Seit über 30 Jahren wohne ich in einem ländlich geprägten Stadtteil einer fränkischen Kleinstadt. Die Nachbarschaft ist nett und friedfertig. Sie begleitete das Großwerden meiner Kinder, nahm Anteil am Verlust aller Haustiere und nahm alle neuen oder alten Autos meiner Familie zur Kenntnis. Wir werden zusammen älter, manch einer ist schon verstorben oder altersbedingt umgezogen. In diese frei gewordenen Häuser/Wohnungen ziehen Jüngere ein, so entsteht ein natürlicher Wandel meiner Nachbarschaft.
Im letzten Jahr erkrankte mein Mann schwer und verstarb unerwartet schnell. Wie schwer dieser Verlust für mich und meine Familie ist muss ich nicht erwähnen. Wie die Nachbarschaft reagiert aber schon.
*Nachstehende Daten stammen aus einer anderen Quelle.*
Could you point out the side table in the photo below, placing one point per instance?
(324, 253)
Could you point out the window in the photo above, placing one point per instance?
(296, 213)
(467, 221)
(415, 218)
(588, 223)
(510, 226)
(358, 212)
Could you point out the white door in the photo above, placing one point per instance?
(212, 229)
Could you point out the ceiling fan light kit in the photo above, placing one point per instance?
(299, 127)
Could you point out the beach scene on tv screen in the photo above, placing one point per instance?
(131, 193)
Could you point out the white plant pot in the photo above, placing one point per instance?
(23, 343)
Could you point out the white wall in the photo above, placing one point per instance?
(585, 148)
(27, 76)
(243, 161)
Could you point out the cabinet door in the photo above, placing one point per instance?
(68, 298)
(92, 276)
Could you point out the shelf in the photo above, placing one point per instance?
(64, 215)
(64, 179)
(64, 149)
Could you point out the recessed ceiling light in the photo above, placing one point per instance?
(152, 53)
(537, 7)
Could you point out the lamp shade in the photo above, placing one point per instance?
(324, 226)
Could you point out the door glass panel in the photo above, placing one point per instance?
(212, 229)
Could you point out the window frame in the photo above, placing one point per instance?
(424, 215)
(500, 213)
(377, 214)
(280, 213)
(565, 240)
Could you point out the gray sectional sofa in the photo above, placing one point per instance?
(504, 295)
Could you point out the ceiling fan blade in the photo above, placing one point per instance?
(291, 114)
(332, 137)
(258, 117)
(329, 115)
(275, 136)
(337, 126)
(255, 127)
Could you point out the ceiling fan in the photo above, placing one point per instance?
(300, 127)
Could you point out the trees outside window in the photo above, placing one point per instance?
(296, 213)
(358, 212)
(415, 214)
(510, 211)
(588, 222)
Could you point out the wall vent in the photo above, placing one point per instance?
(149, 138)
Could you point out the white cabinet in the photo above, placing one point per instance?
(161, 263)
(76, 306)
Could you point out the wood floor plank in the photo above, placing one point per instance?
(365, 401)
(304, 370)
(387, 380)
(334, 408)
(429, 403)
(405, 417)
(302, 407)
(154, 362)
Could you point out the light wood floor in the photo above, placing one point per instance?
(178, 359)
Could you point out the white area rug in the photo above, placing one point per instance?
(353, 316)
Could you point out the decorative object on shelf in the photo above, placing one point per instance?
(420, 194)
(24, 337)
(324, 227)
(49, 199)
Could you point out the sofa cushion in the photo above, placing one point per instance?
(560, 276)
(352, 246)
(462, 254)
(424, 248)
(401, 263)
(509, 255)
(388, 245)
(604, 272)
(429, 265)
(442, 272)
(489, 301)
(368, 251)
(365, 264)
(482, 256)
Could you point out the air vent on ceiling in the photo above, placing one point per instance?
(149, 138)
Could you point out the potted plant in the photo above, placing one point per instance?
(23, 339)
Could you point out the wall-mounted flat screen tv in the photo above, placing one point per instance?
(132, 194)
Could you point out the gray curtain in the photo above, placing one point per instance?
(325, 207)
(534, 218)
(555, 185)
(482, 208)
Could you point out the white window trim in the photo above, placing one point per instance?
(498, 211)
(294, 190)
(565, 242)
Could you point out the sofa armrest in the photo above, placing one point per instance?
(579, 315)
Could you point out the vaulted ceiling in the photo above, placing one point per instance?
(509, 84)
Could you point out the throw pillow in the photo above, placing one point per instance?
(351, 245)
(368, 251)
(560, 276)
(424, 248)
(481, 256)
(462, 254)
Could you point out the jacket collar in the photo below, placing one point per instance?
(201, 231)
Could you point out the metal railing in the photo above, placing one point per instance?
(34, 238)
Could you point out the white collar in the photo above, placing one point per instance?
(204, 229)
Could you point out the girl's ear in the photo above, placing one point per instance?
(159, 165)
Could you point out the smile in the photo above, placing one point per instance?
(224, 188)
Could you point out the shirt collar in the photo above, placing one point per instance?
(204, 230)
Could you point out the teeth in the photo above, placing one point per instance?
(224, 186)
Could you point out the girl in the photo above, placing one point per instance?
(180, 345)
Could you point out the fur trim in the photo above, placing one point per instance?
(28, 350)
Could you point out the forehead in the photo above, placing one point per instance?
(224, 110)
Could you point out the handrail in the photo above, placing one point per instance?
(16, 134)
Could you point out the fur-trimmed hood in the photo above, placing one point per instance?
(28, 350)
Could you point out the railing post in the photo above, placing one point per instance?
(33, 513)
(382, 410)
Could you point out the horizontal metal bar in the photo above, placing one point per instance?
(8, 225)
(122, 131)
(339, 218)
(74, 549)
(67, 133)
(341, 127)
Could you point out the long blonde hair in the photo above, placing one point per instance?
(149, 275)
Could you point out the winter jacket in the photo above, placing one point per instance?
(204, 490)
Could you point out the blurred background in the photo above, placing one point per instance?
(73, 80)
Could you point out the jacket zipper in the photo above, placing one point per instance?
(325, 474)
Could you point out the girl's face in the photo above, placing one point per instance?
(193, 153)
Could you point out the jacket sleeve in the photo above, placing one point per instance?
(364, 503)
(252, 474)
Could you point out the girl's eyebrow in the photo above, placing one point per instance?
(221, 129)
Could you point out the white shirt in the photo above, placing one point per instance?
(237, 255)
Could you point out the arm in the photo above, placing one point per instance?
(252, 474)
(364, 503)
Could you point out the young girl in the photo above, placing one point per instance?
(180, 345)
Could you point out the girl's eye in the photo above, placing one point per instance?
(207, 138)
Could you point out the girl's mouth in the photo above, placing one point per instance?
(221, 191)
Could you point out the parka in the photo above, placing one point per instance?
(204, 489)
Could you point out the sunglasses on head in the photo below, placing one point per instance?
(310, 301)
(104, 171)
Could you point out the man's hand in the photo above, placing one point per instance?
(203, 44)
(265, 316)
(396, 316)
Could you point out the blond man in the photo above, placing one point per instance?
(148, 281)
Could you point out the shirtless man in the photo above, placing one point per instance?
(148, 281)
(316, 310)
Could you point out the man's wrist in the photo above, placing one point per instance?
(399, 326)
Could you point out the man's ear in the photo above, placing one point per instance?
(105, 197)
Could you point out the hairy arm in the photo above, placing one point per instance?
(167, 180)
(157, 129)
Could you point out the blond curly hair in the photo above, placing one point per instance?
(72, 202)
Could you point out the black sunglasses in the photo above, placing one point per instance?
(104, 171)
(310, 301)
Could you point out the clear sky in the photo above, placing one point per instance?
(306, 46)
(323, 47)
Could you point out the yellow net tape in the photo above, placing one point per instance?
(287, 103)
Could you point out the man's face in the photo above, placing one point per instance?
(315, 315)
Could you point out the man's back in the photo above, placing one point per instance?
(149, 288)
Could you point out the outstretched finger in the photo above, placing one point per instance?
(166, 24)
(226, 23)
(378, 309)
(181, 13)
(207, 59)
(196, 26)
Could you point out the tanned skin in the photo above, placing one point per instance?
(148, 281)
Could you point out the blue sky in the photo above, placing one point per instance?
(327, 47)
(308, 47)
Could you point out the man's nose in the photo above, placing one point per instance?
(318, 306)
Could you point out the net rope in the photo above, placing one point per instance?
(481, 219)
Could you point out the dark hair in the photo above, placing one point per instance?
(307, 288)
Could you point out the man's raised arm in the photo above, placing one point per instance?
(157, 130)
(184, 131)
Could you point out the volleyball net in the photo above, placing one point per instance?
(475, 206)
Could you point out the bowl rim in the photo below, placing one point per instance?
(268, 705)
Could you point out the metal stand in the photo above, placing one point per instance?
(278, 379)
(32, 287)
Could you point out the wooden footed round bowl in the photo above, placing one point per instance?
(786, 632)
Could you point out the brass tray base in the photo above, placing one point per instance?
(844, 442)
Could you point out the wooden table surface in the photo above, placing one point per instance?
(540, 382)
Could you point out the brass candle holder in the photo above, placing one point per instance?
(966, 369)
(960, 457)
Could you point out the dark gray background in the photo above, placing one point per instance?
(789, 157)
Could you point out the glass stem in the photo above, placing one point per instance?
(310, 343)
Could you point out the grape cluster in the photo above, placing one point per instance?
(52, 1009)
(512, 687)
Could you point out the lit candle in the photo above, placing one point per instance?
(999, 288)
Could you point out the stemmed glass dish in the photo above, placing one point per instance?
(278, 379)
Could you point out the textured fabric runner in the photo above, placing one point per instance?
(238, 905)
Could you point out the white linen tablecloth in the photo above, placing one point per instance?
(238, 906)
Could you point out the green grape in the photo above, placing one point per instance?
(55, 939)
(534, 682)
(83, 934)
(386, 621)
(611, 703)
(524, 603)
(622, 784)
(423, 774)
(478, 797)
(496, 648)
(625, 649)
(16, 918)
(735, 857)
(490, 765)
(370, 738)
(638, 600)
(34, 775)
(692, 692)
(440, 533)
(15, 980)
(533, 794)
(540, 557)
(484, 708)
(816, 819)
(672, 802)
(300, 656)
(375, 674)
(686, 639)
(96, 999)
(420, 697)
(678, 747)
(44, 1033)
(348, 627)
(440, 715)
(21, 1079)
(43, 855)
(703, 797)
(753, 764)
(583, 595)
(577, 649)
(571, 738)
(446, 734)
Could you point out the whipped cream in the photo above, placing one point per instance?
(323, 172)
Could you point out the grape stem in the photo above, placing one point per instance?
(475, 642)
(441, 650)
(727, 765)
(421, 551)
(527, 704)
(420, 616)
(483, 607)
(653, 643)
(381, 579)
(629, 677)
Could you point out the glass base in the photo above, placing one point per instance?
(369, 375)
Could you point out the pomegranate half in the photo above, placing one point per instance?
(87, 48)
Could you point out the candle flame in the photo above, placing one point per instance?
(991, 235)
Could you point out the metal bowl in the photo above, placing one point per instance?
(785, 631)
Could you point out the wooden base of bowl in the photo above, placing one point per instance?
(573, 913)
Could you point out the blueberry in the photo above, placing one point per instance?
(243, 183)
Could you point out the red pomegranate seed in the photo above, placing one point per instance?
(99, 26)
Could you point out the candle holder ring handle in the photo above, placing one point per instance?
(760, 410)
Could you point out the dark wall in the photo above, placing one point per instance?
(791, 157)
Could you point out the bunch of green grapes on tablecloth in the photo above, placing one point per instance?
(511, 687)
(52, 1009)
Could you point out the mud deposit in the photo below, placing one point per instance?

Das nicht zu erwartende Ereignis schockierte meine Nachbarschaft und die Anteilnahme war groß. Es dauerte nicht lange und es kursierten haarsträubende Geschichten über die Umstände des Todes meines Mannes (über die ich nie gesprochen habe!) Auch über einen eventuellen Hausverkauf meinerseits wurde schnell spekuliert. Das konnte unverzüglich stoppen, denn bei jeder Gelegenheit tat ich kund – ich bleibe! Danach wurde meine körperliche Einschränkung als Argument gezogen: „Sie könntn´s sich schänner mach´n. Warum gängas ned ins Bedreude Wohna? Odder zäings zu ihre Kindä!“[1]
(Das ist ein Thema, da sehe ich rot! Alle Welt denkt noch immer, Kinder müssen sich um ihre Eltern kümmern. Meine Kinder wollen sich um mich kümmern und tun das bei Bedarf und nach den Möglichkeiten, die sich mit Vollzeitjobs und den Verpflichtungen durch eigene Lebensumstände ergeben. Das will ich hier erwähnt haben.)
Nach ca. einem halben Jahr war ich wieder zu rationalem Denken fähig. Ich ließ einen Plattformlift am Hauseingang installieren, nun kann ich mit Rollator oder Rollstuhl bequem und sicher außer Haus. Das war für die Nachbarschaft ein sicheres Zeichen – ich bleibe hier.
Mittlerweile ist wieder Normalität in der Nachbarschaft eingekehrt. Es haben sich auch einige vormals lose Kontakte vertieft und verfestigt. Das bereichert uns gegenseitig.
Dann sind da noch Nachbarn, zu denen der gewohnt unverbindliche Kontakt erhalten bleibt: „Mei, wäi di Zeid vergäiht! Etz is des scho widdä fassd a Joar här mid ihr´m Moo. Dou wenni haid nu droo denk – des wor fei a Schogg, des koo iich eigendli haid nonni glaam.“[2]
Geht mir genauso.
[1] Übersetzung der Redaktion: Sie könnten es sich schöner machen. Warum gehen Sie nicht ins betreute Wohnen? Oder ziehen Sie zu Ihren Kindern!
[2] Übersetzung der Redaktion: Herrje, wie die Zeit vergeht! Jetzt ist das schon wieder fast ein Jahr her mit Ihrem Mann. Da wenn ich heute noch dran denke – das war vielleicht ein Schock, das kann ich eigentlich heute noch nicht glauben.